Douglas Holtz-Eakin, notable for being the director of the Congressional Budget Office, for having been a Professor of Economics as Syracuse and Columbia, and for being the father of Colin Holtz-Eakin ’07, spoke about the current US economy and the challenges facing the incoming Congress last night in SCI 101.

Professor John Caskey introduced Dr. Holtz-Eakin, who proceeded to start his talk with a summary of the role and responsibility of the CBO. He explained that his organization is nonpartisan by tradition and by statute and was formed during the Nixon administration after Nixon refused to spend money that Congress had appropriated. Nowadays, the CBO puts out studies on all sorts of topics that are salient to the economic and policy decisions the government must make. Holtz-Eakin then listed off the important economic events of the last four years, which include several rounds of tax cuts, creating terrorism insurance, two wars, and the application of steel tariffs. “Not my fault,” he noted after mentioning the tariffs, proving that he is a true economist by denying any connection to a measure that gets in the way of free trade.

“We need more good economics in Washington,” said Holtz-Eakin to begin his outline of the current economic climate. First, he painted the Administration’s picture by describing the Administration’s official budget projections for the upcoming years. The White House expects the budget deficit to fall from its current $413 billion and 3.6% of GDP in 2004 to 2.5% by 2009 and then stabilize. If this happens, said Holtz-Eakin, the deficit will remain at a reasonable level and the economy will do just fine. But the administration’s projections ignore the large expenditure of the continuing occupation of Iraq and the loss of revenue that would occur if the Bush tax cuts are, as Bush hopes, made permanent. The administration has also made the modernization and expansion of our military a stated goal, and of course achieving those ends will not be done for free. So, things are not as good as the administration would have us believe, and the impending crises of Social Security and Medicare will only exacerbate our problems.

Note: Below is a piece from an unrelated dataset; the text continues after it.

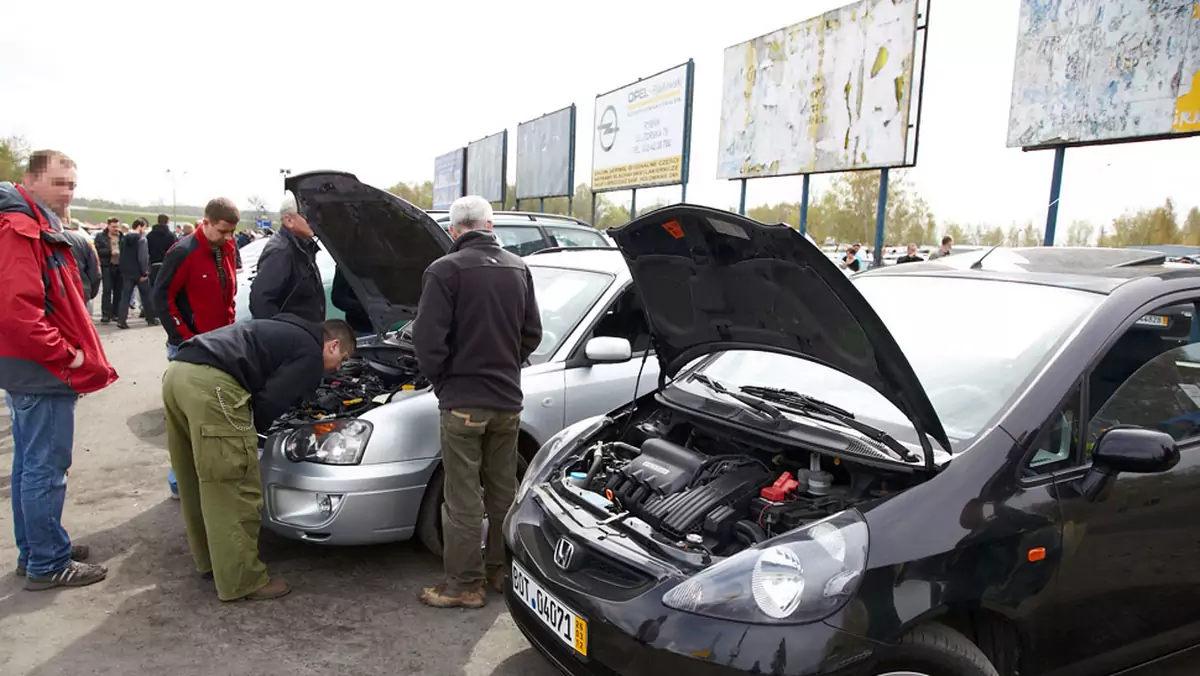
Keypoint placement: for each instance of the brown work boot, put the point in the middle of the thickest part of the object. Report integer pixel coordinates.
(276, 587)
(497, 579)
(438, 597)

In five years, the baby boomer generation will hit retirement age, and spending on Social Security and Medicare as a percentage of GDP will skyrocket. The increasing costs of medical care only make the problem worse. No easy solution is in sight-Holtz-Eakin told the story of the time he asked his 25-man staff of health care experts what they would do to solve the problem of Medicare and received 25 different answers. He then related the impending government budget crisis to the crises faced by pension funds in the private sector that are failing, causing individuals to not receive the payouts that were supposed to support their retirement. Relating economics to public policy was a common theme in the talk. Holtz-Eakin described in detail how public works projects would quickly be pushed aside when Medicare and Social Security started eating up more of the budget.

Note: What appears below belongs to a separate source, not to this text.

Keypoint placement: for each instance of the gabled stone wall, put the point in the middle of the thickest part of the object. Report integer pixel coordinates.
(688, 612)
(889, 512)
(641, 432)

Our administration is aware of the crisis, but it hopes that we will be able to “grow our way out of it”; if the economy grows fast enough, there will be more money available and all of our problems will be solved. While acknowledging that such growth is not statistically impossible, Holtz-Eakin cautioned the audience that it is not very likely.

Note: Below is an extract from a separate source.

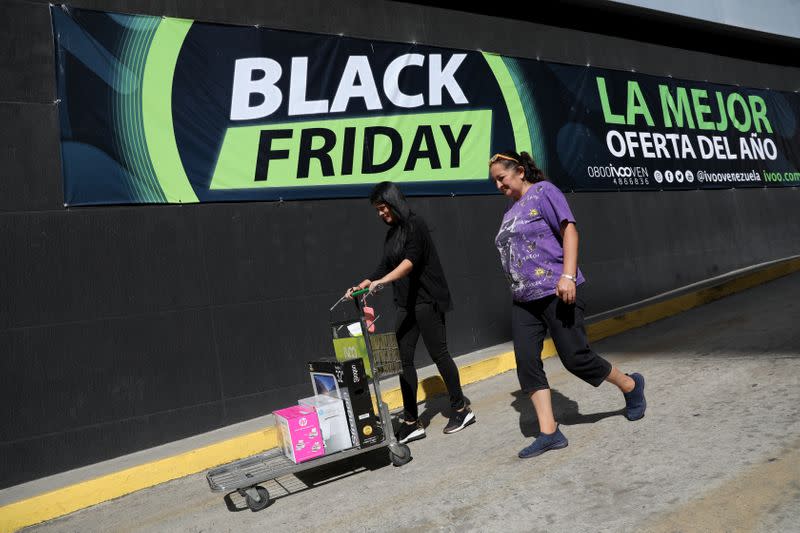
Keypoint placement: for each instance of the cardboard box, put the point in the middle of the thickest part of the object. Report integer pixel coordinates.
(332, 421)
(348, 380)
(301, 436)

Holtz-Eakin finished talk with a discussion of what he expects the incoming Congress to focus its discussions on. He sees the Social Security problem as one that will be highly politicized, but also thinks that the parties may arrive at a suitable solution. Political concerns will also influence the amount of money spent on Iraq and fixing the pension system. The chief problem facing the new Congress will be reconfiguring the social programs of last century, many of which arose in the New Deal era, to fit into the modern economic climate. Holtz-Eakin answered several audience questions after his talk, discussing the effects of the rapidly accumulating national debt, the idea of privatizing social security, the estate tax, and what we can learn from Europe.